US 'robber' cops guilty in explosive corruption case

A seal of the Baltimore Police Department seen at the Police Headquarters in Baltimore. PHOTO: AFP

WASHINGTON (AFP) - Two US police officers, described by the prosecution as "both cops and robbers," were convicted on Monday in one of the country's most explosive recent cases of law enforcement corruption.

A jury convicted Baltimore detectives Daniel Hersl and Marcus Taylor of racketeering and racketeering conspiracy.

They will be sentenced later and could face life in prison if convicted.

The trial revealed widespread illegal practices among officers immersed in a slum environment overrun by criminal gangs.

At the heart of the case was the Gun Trace Task Force, a supposedly elite plainclothes unit responsible for tracking down and seizing illegal weapons in the crime-ridden port city with a population of around 600,000, nearly 60 per cent of whom are African American.

All of their victims were black men, many of them drug dealers who the corrupt police officers knew could not go to the authorities to complain.

Six officers pleaded guilty to various charges and four of them delivered gripping testimony at the trial of Hersl and Marcus.

Several avowed drug dealers received immunity to allow them to testify about their encounters with the tainted unit.

Testimony shed a harsh light on racketeering, burglary, false statements and armed robbery by the officers.

Their job was to take illegal guns off the street in a city rife with murders.
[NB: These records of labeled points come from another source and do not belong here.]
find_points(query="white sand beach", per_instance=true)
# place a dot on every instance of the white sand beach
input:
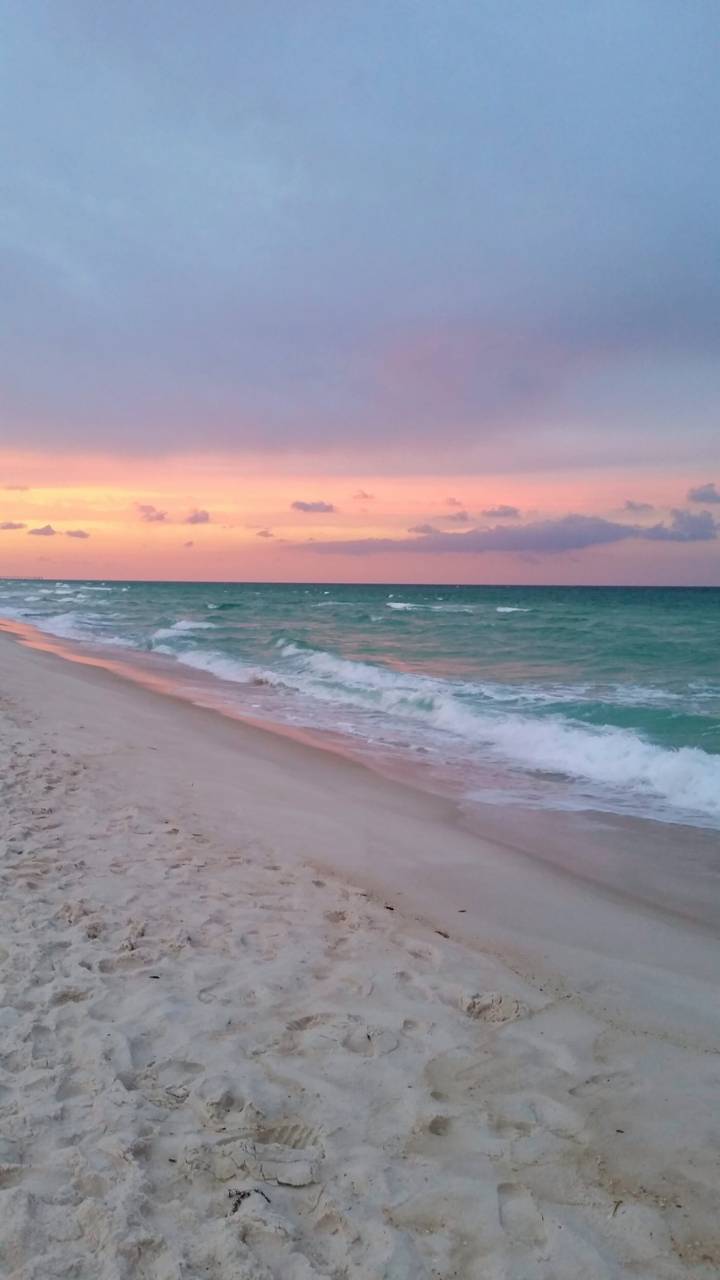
(267, 1015)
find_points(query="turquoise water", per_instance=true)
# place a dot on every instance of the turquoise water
(560, 696)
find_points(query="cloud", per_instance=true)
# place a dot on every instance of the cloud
(637, 507)
(703, 493)
(150, 513)
(687, 528)
(568, 533)
(319, 507)
(501, 512)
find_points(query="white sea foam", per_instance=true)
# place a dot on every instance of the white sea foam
(181, 627)
(687, 778)
(218, 664)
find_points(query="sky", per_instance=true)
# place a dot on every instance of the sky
(295, 289)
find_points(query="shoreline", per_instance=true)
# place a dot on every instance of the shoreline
(548, 837)
(237, 963)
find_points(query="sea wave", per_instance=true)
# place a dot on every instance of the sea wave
(687, 778)
(181, 627)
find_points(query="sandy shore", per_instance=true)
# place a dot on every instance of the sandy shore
(268, 1015)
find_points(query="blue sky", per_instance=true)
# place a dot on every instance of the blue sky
(356, 227)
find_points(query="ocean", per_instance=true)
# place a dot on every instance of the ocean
(561, 698)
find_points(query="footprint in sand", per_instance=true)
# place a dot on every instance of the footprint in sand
(519, 1215)
(492, 1006)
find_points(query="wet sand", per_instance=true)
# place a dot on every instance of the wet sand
(268, 1014)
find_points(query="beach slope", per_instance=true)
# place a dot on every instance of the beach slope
(237, 1040)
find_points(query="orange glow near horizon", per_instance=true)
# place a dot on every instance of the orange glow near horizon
(247, 496)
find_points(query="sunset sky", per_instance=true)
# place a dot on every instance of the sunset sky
(392, 291)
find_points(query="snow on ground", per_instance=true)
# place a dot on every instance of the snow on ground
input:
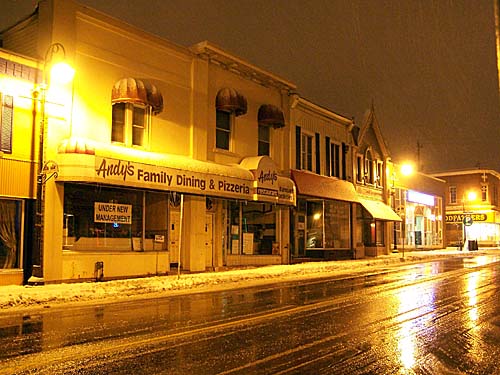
(100, 292)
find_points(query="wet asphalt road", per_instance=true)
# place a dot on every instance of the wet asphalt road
(438, 317)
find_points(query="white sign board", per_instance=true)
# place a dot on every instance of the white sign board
(112, 213)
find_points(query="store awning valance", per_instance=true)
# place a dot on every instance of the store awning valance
(379, 210)
(133, 90)
(230, 100)
(323, 187)
(270, 115)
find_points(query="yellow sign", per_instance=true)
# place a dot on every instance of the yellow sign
(459, 218)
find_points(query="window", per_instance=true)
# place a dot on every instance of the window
(223, 130)
(145, 215)
(253, 228)
(10, 230)
(369, 175)
(359, 168)
(380, 173)
(335, 159)
(453, 194)
(130, 124)
(306, 152)
(484, 192)
(6, 123)
(264, 140)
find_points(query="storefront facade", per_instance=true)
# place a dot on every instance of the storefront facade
(174, 157)
(419, 200)
(323, 224)
(375, 216)
(18, 77)
(472, 212)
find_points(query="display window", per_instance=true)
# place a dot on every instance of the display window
(10, 233)
(105, 218)
(252, 228)
(327, 223)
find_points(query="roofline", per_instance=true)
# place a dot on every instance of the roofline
(299, 100)
(216, 54)
(467, 172)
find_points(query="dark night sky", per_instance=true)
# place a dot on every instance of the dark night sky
(429, 66)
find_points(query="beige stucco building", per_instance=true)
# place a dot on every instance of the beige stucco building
(158, 155)
(157, 158)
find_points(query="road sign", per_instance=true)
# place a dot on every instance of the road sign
(468, 221)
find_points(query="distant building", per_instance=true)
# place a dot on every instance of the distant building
(472, 207)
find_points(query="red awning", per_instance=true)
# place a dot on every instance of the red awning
(133, 90)
(323, 187)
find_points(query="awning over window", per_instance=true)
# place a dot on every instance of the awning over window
(230, 100)
(133, 90)
(324, 187)
(379, 210)
(270, 115)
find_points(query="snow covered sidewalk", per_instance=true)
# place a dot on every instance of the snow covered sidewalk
(101, 292)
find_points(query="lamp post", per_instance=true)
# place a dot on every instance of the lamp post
(467, 220)
(393, 201)
(406, 170)
(62, 73)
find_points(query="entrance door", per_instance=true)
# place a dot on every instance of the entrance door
(209, 243)
(173, 236)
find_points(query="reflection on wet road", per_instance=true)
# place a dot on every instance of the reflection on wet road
(430, 318)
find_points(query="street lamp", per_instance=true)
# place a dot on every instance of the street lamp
(61, 73)
(406, 170)
(470, 196)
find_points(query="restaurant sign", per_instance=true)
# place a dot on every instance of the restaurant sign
(459, 218)
(166, 178)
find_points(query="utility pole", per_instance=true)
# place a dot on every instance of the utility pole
(496, 7)
(419, 146)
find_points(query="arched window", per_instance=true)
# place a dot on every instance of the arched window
(134, 101)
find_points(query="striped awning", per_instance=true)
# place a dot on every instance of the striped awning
(230, 100)
(270, 115)
(133, 90)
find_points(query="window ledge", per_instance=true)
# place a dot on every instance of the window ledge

Instead, the Task Force added to the problem by reselling weapons they stole.

The corrupt detectives also trafficked in drugs, planted false evidence on suspects and lied about their overtime hours.

Baltimore's homicide rate last year was the nation's second-worst, and led to the replacement of the city's police chief in January.

With more than 340 killings in 2017, Baltimore is still recovering from riots that broke out in 2015 after the death in police custody of a young black man, Freddie Gray.

According to experts, overcoming the distrust between police and the community in Baltimore, to which the Gun Trace Task Force case contributed, will be a lengthy process.